A counterpoise trebuchet is basically a big lever mounted on a frame. The shorter end supports the counterweight. The longer arm sports a rope sling on the end that is timed to deploy at just the right moment to maximize mechanical advantage.

Traditional trebuchets were most commonly constructed outside of a fortified town. In fact, once erected, the azimuth of fire was fixed. Adjusting the sling length, counterweight, mass of the projectile, and geometry of the release hook could fine-tune the range.

Ancient sieges were most typically tedious, drawn-out affairs. The attacking army would encamp around a castle or city and then build the siege engines as necessary. The machines were then dismantled or burned once the operation was complete.

Jason and I built several of these machines. The smallest sits on a desktop and throws BBs across the room. One of them is about the size of a toaster oven and chucks marbles. The waist-high version uses bricks for a counterweight and will throw a baseball about a hundred feet. It is shockingly accurate. You can catch a baseball, keep your gloved hand in exactly the same spot, and catch the next ball without moving.

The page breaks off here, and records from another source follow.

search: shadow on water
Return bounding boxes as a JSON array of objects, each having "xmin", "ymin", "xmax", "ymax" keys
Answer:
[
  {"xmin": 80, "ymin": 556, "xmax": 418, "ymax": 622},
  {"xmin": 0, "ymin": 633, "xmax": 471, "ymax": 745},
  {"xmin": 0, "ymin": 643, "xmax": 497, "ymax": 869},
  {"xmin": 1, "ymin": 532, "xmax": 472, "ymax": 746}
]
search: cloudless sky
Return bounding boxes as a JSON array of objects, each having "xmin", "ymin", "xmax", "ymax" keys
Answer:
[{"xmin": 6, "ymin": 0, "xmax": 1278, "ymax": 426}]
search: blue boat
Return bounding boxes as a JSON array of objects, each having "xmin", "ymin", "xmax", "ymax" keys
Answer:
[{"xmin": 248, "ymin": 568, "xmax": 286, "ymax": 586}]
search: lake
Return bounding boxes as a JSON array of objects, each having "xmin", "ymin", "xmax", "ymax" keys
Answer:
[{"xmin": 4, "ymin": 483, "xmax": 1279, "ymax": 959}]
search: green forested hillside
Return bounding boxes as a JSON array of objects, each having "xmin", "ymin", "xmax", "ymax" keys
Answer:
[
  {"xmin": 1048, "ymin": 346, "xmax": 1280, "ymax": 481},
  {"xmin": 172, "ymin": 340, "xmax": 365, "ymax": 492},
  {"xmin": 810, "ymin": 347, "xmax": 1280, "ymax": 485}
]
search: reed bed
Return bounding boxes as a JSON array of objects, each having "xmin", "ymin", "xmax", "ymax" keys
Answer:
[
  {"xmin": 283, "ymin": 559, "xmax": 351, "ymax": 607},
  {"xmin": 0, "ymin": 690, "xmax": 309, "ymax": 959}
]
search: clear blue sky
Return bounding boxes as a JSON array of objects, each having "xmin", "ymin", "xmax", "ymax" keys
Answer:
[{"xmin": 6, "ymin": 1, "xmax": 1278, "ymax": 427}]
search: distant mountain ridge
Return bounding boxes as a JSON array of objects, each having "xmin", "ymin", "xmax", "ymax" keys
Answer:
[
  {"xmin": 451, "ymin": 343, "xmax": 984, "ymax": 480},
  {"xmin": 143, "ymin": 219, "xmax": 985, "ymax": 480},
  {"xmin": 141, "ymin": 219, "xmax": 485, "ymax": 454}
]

The largest of the lot sported a 12-foot throwing arm and a 400-pound counterweight. That monster would fire a 5-pound bag of flour into the next time zone. That particular projectile rendered a lovely white explosion on impact. It would throw a softball even farther.

It takes a special kind of guy to climb into fake Roman armor
he made in his workshop and parade around in public with a
massive DIY medieval siege engine. Specifically, it takes the
really nerdy sort.


It’s tough to be as weird as I am without drawing a crowd. As a result, Jason and I were invited each year by the Ole Miss School of Engineering to kick off their statewide high school trebuchet competition. Teams from across the state build trebs and then come together in the Vaught-Hemingway Football Stadium to see whose machine performs the best. As ours was hugely bigger, we were the warmup act.

In keeping with the gravitas of the moment, my buddy went as a crusader while I was a Roman legionary. My kids and I made my lorica segmentata Roman armor out of roofing flashing as a homeschool project. I have skinny legs. I looked like Big Bird out trolling for SweeTarts on Halloween, but I still just ate it up. I’ve always been cool that way.

And then, after several years of this, it all stopped. One teeny trivial close call, and my buddy and I never got invited back. Honestly, it could have happened to anybody.

The one thing the University of Mississippi reveres beyond all else has got to be the jumbotron. This gigantic monstrosity is about the size of a skyscraper and adorns one complete end of the massive football stadium. It is the holy altar employed during the pagan rituals that are SEC football games. There is literally no telling what that ghastly thing cost.

We set up the treb in the end zone, a not-insubstantial undertaking considering its size and mass, and got a couple of hundred little mini nerds all gathered around. Once we got the massive throwing arm cocked and the softball in place in the sling, we got a volunteer to snatch the lanyard. When this thing goes off, you can feel the earth move. Seismographs in Nevada record the event. Everything performed exactly as designed. Our leviathan medieval siege engine launched our softball at, conservatively, 5,000 feet per second … straight at the jumbotron on the far end of the stadium.

The crowd held its collective breath. The administrators in attendance representing the engineering school actually briefly died. And then the softball impacted the cheap seats in the student section, maybe five feet beneath the jumbotron. No harm, no foul …

All involved had a great time, though we were forbidden from firing our big treb a second time. We looked like idiots, and the kids learned some things. Inexplicably, the following year, we just didn’t get the email invitation to come back. It’s likely all just as well. I wasn’t getting any better looking in that DIY Roman legionary getup.